I have completed rotations on adult medicine, obstetrics and gynaecology and I am now at the children’s hospital within Jinja Hospital, Uganda. The mortality rate for children under the age of five is far greater than that of the UK due to malaria, pneumonia and diarrhoea. I have seen many presentations of these illnesses at the children’s emergency department amongst a host of other rarer conditions such as congenital abnormalities and paediatric cardiac failure. I have had the opportunity to take histories, examine and present patients to the doctors and discuss plans too.
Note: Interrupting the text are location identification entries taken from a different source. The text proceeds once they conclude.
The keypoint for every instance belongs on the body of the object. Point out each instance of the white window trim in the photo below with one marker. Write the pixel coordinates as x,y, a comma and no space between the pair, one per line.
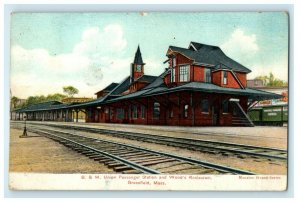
187,75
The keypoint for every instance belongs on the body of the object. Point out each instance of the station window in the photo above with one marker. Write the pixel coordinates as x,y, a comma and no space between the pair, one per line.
225,104
171,112
156,110
111,113
134,110
173,74
207,75
225,75
186,111
205,106
184,73
142,111
173,61
120,113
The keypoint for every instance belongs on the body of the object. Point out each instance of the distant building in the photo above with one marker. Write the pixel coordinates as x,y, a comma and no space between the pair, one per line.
75,99
255,83
106,90
280,90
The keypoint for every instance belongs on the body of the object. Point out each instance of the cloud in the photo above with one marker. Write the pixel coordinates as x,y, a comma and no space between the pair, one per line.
240,45
279,68
92,63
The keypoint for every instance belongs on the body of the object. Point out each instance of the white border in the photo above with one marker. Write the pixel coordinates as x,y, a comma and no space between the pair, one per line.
6,9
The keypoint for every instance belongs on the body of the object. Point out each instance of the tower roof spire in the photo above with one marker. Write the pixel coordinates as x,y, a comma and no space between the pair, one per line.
138,57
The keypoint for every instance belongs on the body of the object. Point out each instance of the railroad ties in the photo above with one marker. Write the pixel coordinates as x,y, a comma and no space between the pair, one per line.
126,158
213,147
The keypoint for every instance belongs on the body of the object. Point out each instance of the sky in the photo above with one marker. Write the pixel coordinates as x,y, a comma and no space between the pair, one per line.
91,50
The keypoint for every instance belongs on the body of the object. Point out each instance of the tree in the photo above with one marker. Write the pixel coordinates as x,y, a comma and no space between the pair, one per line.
271,80
70,90
55,97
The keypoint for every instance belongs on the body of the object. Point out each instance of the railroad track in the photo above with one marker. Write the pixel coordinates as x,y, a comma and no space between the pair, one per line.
206,146
130,159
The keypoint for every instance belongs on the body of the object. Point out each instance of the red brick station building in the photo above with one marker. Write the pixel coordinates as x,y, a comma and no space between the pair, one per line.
201,86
This is excellent practice for me because it has allowed me to improve my knowledge and skills in paediatrics and infectious diseases. I have also had the opportunity to review patients by myself and provide teaching on the ward round to the clinical officer trainees and nursing students. I hope to provide some more teaching on how to examine children in the next few weeks.

There are significant differences between Ugandan and British healthcare systems. For example it is more difficult to confirm suspected diagnoses because laboratory tests are too expensive, unavailable or the lab is closed therefore doctors tend to provide blanket treatment for all suspected diagnoses.

Antenatal care is also very limited so conditions such as Down’s syndrome and holes in the heart are often only picked up after the child has been born. The experience and exposure have been very good so far and I look forward to completing my attachment in paediatrics and moving on to community care.